NINCH guide home interview table of contents previous interview next interview
On September 22 2000, HATII interviewed Judith Thomas, Assistant Director of the Robertson Media Center at the University of Virginia. Since its inception in 1991, the Center has sought to provide individual and group access to a broad range of materials at the University. The collection includes more than 17 000 videos and audio recordings, images and artifacts in various formats. While the primary target audience is the University community, for teaching and learning purposes, the digitization process inevitably enables wider access to the materials to those outside the university. Throughout the past year, the Center has initiated several developments to its practices, most significantly the increased centralization of digital activities across all units of the library. The recent creation of the Digital Library Production Service to act as a gatekeeper of the digital collections, while also being the locus of all production activity, is also intended to promote co-operation and adherence to standards.

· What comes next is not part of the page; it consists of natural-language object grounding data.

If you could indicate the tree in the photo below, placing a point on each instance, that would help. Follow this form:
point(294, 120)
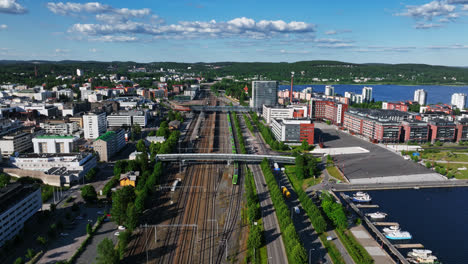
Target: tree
point(41, 240)
point(89, 229)
point(88, 193)
point(4, 179)
point(141, 145)
point(30, 253)
point(106, 254)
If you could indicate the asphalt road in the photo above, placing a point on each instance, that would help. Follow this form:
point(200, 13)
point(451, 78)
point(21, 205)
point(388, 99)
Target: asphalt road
point(274, 242)
point(379, 162)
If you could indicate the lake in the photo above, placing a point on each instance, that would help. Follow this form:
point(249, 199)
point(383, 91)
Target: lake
point(435, 94)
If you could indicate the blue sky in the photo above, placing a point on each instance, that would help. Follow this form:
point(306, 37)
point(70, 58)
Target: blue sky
point(432, 32)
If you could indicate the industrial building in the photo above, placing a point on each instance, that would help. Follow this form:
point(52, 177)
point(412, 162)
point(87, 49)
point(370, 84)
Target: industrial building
point(293, 130)
point(264, 93)
point(18, 203)
point(109, 144)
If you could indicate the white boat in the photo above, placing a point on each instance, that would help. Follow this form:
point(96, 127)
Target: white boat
point(391, 229)
point(361, 197)
point(398, 235)
point(377, 215)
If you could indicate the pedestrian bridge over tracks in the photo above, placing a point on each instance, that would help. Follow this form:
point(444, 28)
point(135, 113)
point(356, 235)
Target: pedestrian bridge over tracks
point(224, 157)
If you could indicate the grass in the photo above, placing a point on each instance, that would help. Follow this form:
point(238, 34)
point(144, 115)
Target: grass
point(304, 184)
point(335, 173)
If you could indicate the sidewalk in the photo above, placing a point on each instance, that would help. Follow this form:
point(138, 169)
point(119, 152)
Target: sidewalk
point(377, 253)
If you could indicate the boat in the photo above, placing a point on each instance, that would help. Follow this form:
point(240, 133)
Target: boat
point(377, 215)
point(391, 229)
point(361, 197)
point(398, 235)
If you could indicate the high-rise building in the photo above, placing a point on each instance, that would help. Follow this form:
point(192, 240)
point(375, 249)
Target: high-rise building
point(329, 90)
point(94, 125)
point(459, 100)
point(264, 93)
point(420, 96)
point(367, 94)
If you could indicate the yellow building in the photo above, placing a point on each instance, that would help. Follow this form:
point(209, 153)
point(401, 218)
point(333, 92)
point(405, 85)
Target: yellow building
point(129, 178)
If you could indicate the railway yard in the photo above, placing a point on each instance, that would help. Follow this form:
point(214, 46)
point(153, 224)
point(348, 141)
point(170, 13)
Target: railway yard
point(198, 222)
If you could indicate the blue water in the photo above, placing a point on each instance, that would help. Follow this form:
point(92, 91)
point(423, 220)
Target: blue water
point(437, 218)
point(435, 94)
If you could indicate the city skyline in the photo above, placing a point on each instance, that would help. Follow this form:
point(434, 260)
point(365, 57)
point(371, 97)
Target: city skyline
point(206, 31)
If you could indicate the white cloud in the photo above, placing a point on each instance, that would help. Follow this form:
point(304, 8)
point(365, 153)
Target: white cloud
point(429, 11)
point(11, 7)
point(426, 25)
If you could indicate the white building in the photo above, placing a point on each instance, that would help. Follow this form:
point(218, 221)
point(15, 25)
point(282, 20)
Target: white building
point(128, 118)
point(54, 144)
point(459, 100)
point(420, 96)
point(16, 142)
point(17, 204)
point(60, 128)
point(367, 94)
point(264, 93)
point(94, 125)
point(329, 90)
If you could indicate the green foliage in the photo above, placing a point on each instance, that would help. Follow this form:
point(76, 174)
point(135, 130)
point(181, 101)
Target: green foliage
point(88, 193)
point(106, 253)
point(282, 212)
point(120, 201)
point(4, 179)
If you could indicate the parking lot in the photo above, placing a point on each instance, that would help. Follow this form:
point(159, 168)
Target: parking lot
point(378, 162)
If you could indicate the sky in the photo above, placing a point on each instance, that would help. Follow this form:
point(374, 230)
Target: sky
point(359, 31)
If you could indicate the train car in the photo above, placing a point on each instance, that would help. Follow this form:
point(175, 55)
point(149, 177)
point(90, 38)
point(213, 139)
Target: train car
point(276, 167)
point(235, 176)
point(285, 192)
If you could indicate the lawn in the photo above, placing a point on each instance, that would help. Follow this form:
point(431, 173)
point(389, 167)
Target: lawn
point(304, 184)
point(335, 173)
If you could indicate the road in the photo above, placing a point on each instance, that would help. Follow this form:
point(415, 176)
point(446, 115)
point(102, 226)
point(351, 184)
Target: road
point(274, 242)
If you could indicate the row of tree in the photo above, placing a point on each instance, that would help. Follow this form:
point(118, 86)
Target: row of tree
point(267, 134)
point(336, 213)
point(240, 138)
point(294, 248)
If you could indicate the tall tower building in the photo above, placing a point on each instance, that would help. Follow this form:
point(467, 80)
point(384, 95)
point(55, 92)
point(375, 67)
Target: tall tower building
point(264, 93)
point(367, 94)
point(459, 100)
point(420, 96)
point(94, 125)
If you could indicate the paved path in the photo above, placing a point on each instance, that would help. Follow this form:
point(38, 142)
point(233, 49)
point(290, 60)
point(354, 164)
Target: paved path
point(373, 248)
point(274, 242)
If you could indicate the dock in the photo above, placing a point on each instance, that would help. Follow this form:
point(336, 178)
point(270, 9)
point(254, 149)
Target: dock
point(409, 246)
point(385, 223)
point(374, 229)
point(367, 205)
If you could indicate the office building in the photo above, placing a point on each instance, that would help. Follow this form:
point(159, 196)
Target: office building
point(367, 94)
point(420, 96)
point(94, 125)
point(18, 203)
point(264, 93)
point(329, 90)
point(293, 130)
point(459, 100)
point(109, 144)
point(54, 144)
point(15, 143)
point(128, 118)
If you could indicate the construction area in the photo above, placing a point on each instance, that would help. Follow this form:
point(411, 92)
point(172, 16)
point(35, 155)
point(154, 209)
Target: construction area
point(195, 215)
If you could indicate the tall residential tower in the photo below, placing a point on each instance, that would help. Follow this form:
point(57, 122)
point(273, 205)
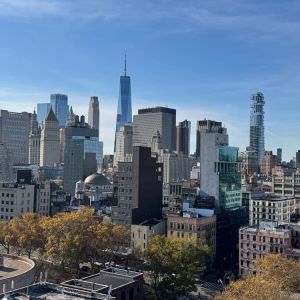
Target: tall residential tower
point(124, 114)
point(257, 129)
point(93, 118)
point(59, 103)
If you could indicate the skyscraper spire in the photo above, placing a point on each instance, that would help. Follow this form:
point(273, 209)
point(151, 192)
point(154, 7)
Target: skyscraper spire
point(125, 65)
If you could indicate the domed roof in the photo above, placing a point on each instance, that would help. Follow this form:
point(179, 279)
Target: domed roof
point(97, 179)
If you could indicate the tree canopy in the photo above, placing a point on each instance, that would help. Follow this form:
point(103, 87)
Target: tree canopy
point(173, 263)
point(67, 239)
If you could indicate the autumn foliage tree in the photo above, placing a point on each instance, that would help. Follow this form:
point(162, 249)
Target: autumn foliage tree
point(277, 278)
point(173, 263)
point(67, 239)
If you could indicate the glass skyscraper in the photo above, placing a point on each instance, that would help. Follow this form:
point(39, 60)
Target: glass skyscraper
point(228, 168)
point(59, 103)
point(42, 111)
point(124, 113)
point(257, 129)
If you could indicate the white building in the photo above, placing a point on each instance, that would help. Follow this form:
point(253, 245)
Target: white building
point(271, 207)
point(16, 199)
point(123, 149)
point(50, 142)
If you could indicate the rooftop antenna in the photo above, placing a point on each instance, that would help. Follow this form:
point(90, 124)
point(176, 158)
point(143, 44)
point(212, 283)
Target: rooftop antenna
point(125, 66)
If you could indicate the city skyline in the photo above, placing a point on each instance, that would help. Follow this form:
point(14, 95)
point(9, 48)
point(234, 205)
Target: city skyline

The Robertson Media Center’s digitization strategy was initiated and is driven by curricular requirements, such as the early demands of the Art and Archaeology departments in the early 1990s to develop a response to the use of proprietary tools for images. A further impetus was given by the move to the web via non-searchable study guides. Audio material was developed for out-of-class study, foreign languages and special collections’ presentations. Video material was developed for media- centric curricula.
A collection survey was undertaken including faculty and libraries, but this was a very project-orientated exercise and cannot be scaled for the whole of the population. The Center’s activities began in an entrepreneurial way however, it has recently changed this approach. The Center has been making advances in the areas of collection development, project management and digital practices, with a view to increasing the centralization of digital activities, with collaboration across all units. With these incentives in mind, the Center developed a system for managing the central repository of digital resources. This work is overseen by the Digital Library Research Group, led by Thornton Staples.
Priorities for digitization come through separate processes in a project. Batch is used wherever possible, followed by the post-digitization processing, cursory description and metadata creation.
The objective of the Center’s digitization policy is to fulfil faculty and students’ curricular needs. The Center’s collection efforts were initially solely in response to curricular needs, but the newly instigated collection development strategy for digital images allows for a systematic building of the collection.
Overall obstacles for planning the development of digital deliverables were the lack of institutional support for tools that the Center has identified as critical. Obstacles for building digital deliverables were that collection building for non-text material was difficult as there were no institutional solutions, or the solutions were elusive.
The primary criteria for selecting and prioritizing material for digitizing are: teaching and learning potential (including historical and cultural value), and enhanced access. In the case of material digitized for special collections, conservation is a priority. Secondary criteria are research significance and preservation. The quality of the original and IPR are further considerations.
The selection criteria have not changed over time, but prioritization criteria have done so. There has been an increased interest in preservation, especially of motion media because of technological advances.
Co-operation has involved archives, libraries, museums and government agencies. This co-operation has been mostly local, at the regional level on the question of how material could be shared, at the national level with MESL and at the international level with UNESCO.
One lesson was the lack of compatible systems at the regional level in order to share resources.
The Center began in 1991/92 and the current status of the program is ongoing with no anticipated end date.
The first purposes for which the digital deliverables are created, are as a teaching and learning resource and to provide wider access. Secondary purposes are research and preservation.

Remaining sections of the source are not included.